L'epoca dell'eterno presente e l'evaporazione del futuro

01.12.2021

In Essere senza tempo, ho qualificato il nostro presente con le due espressioni complementari di “nichilismo della fretta” e di “accelerazione senza futuro”, a segnalare come l’odierno paesaggio del “capitalismo assoluto” necessiti della velocizzazione dei ritmi – funzionale al trionfo della logica dello scambio, della produzione e del profitto, oltre che alla logica illogica della crescita smisurata – ma non dell’avvenire. Buona parte delle sue energie vengono, anzi, spese in direzione di una desertificazione delle aspettative e di una sinergica eternizzazione del presente, in modo da scongiurare preventivamente, stroncandola alla radice, l’eventualità di un futuro diverso e di una trasformazione dell’assetto vigente.

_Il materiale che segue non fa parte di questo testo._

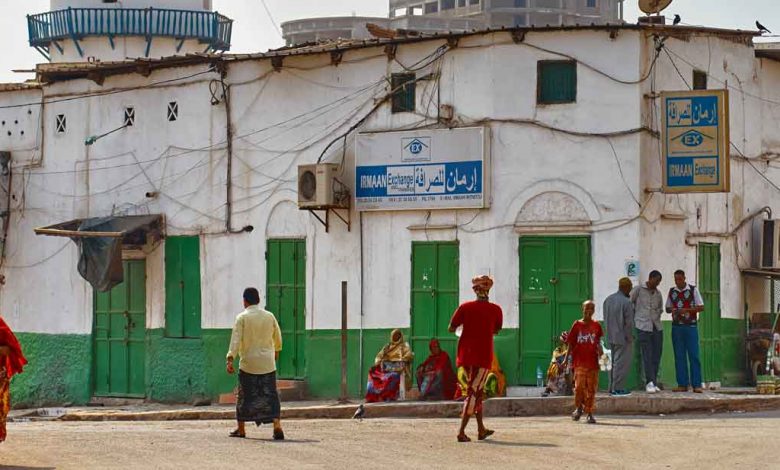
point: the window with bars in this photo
(173, 111)
(129, 119)
(61, 124)
(556, 82)
(403, 85)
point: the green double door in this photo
(119, 335)
(710, 341)
(434, 296)
(555, 278)
(286, 298)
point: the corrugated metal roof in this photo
(52, 72)
(768, 50)
(19, 86)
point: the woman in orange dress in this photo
(11, 362)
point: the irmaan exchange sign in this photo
(428, 169)
(695, 141)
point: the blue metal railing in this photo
(74, 23)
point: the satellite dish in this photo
(653, 6)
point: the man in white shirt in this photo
(685, 303)
(256, 340)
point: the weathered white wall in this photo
(283, 119)
(171, 4)
(708, 218)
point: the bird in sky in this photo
(762, 28)
(359, 413)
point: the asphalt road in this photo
(719, 441)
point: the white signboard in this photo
(422, 169)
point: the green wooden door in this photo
(709, 320)
(434, 296)
(555, 278)
(286, 298)
(119, 335)
(182, 287)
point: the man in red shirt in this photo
(584, 350)
(480, 320)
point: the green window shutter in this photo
(557, 81)
(190, 251)
(182, 287)
(404, 87)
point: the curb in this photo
(497, 407)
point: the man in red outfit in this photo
(584, 349)
(480, 320)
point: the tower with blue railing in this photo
(114, 30)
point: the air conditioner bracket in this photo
(335, 210)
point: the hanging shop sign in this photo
(695, 141)
(423, 169)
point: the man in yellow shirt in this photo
(256, 340)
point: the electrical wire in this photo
(620, 170)
(271, 17)
(38, 263)
(107, 92)
(677, 69)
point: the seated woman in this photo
(435, 377)
(391, 365)
(559, 380)
(495, 384)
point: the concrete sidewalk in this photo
(636, 404)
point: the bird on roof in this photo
(359, 413)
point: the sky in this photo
(253, 31)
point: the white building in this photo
(446, 16)
(572, 195)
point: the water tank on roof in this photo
(111, 30)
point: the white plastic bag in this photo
(605, 361)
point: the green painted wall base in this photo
(323, 361)
(59, 371)
(183, 370)
(733, 368)
(187, 369)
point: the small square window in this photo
(556, 81)
(403, 85)
(61, 124)
(129, 116)
(699, 80)
(173, 111)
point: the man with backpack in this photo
(685, 303)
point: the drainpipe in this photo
(360, 340)
(229, 136)
(229, 173)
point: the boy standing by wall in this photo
(584, 349)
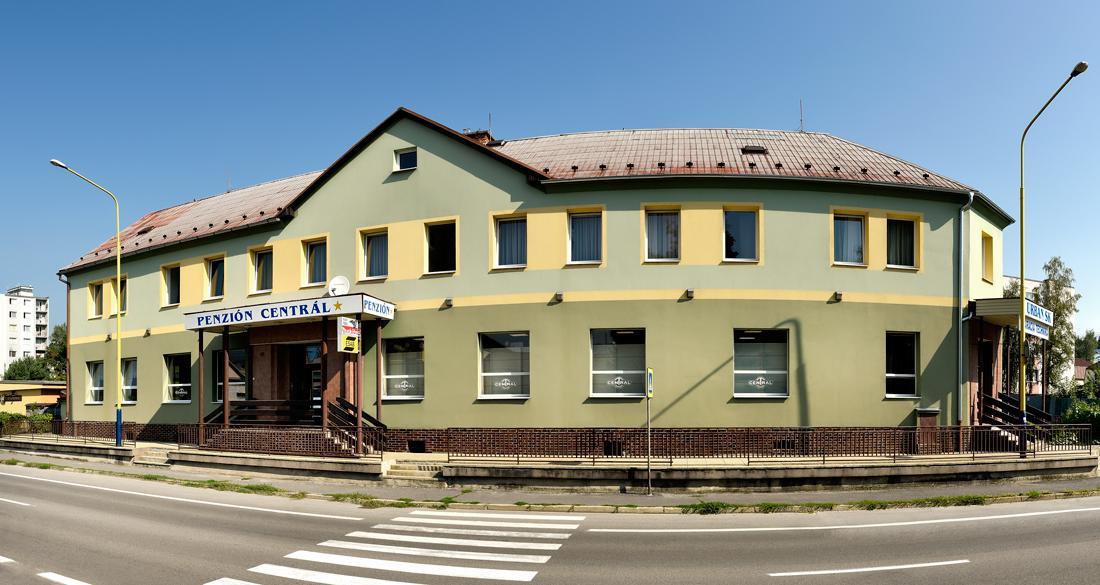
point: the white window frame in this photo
(366, 255)
(679, 235)
(91, 388)
(171, 386)
(592, 373)
(122, 371)
(397, 159)
(496, 240)
(916, 362)
(915, 245)
(385, 376)
(862, 220)
(787, 372)
(482, 375)
(756, 235)
(569, 238)
(255, 269)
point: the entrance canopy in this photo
(289, 311)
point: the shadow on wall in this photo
(801, 395)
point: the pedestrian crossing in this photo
(426, 548)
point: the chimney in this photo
(482, 136)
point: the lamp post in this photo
(1078, 69)
(118, 301)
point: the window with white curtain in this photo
(585, 238)
(848, 240)
(376, 254)
(740, 235)
(662, 235)
(510, 242)
(901, 243)
(130, 381)
(618, 362)
(506, 366)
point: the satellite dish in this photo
(338, 286)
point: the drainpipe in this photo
(68, 350)
(960, 317)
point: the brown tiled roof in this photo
(677, 152)
(220, 213)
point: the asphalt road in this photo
(79, 528)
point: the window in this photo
(405, 159)
(216, 278)
(618, 362)
(740, 235)
(171, 275)
(662, 235)
(317, 271)
(179, 376)
(510, 242)
(262, 267)
(901, 243)
(238, 373)
(96, 382)
(585, 238)
(760, 363)
(129, 381)
(987, 257)
(97, 299)
(901, 364)
(505, 364)
(404, 368)
(376, 254)
(441, 247)
(848, 240)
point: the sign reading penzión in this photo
(343, 305)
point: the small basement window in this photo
(405, 159)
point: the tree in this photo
(28, 368)
(1055, 294)
(1086, 345)
(57, 352)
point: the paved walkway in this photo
(510, 496)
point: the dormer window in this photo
(405, 159)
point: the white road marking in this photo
(471, 532)
(535, 516)
(420, 569)
(484, 522)
(415, 551)
(187, 500)
(845, 527)
(458, 542)
(317, 576)
(866, 569)
(61, 578)
(13, 501)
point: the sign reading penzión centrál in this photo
(290, 310)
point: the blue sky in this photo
(168, 101)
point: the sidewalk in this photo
(501, 496)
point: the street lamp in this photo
(118, 301)
(1078, 69)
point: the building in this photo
(25, 319)
(30, 397)
(769, 278)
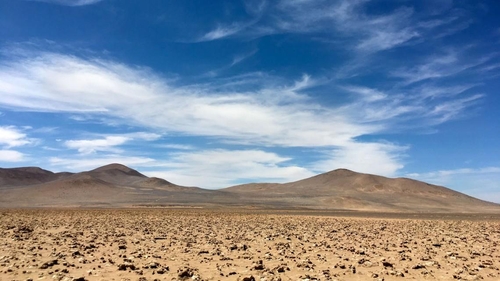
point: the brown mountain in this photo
(345, 189)
(116, 185)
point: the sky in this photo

Se, nei suoi esordi, il capitalismo aveva bisogno del futuro per potersi pensare come una realtà destinata a diventare globale, ora che ha effettivamente guadagnato tale statuto, nella forma della globalizzazione del mercato e dell’uniformazione planetaria del pensiero e degli stili di vita, può accontentarsi di un presente eternamente riprodotto. L’odierna “eclissi del futuro” (Marc Augé) – con annessa assolutizzazione del presente come orizzonte unico e, insieme, con naturalizzazione della dimensione storica – deve essere posta in relazione con una “società dei consumi” che aspira a mantenersi storicamente sempre uguale a se stessa, accelerando all’inverosimile i tempi di produzione e di consumo e, insieme, negando alla radice ogni possibilità e ogni pensabilità di un futuro diverso, dunque neutralizzando ogni passione utopica.

Per questa via, il presente invade il futuro, erodendolo dall’interno fino a disintegrarlo del tutto: l’odierno fanatismo dell’economia non ha più bisogno di futuri alternativi, ma mira semplicemente a un’eterna riproposizione dello stesso presente compiuta a velocità sempre maggiore, in coerenza con la crescita di profitto a velocità sempre più vertiginosa. In questa cornice, il solo futuro che il nostro mondo sembra potersi permettere è quello misurato tramite gli indici di incremento positivi della produzione, dell’economia e del PIL globale. Il mercato come prodotto storico e sociale dell’azione umana dispiegantesi sub specie temporis – e, conseguentemente, come esito di un fare sociale che si realizza tramite la mediazione della temporalità storica – rimuove le tracce della propria determinazione storico-sociale. Lo fa con il duplice e sinergico obiettivo di annullare la propria genesi e cancellare la propria eventuale estinzione. Viene, per questa via, portata a compimento quella dinamica di naturalizzazione del sociale e di fatalizzazione della storia che è coessenziale al capitalismo post-1989.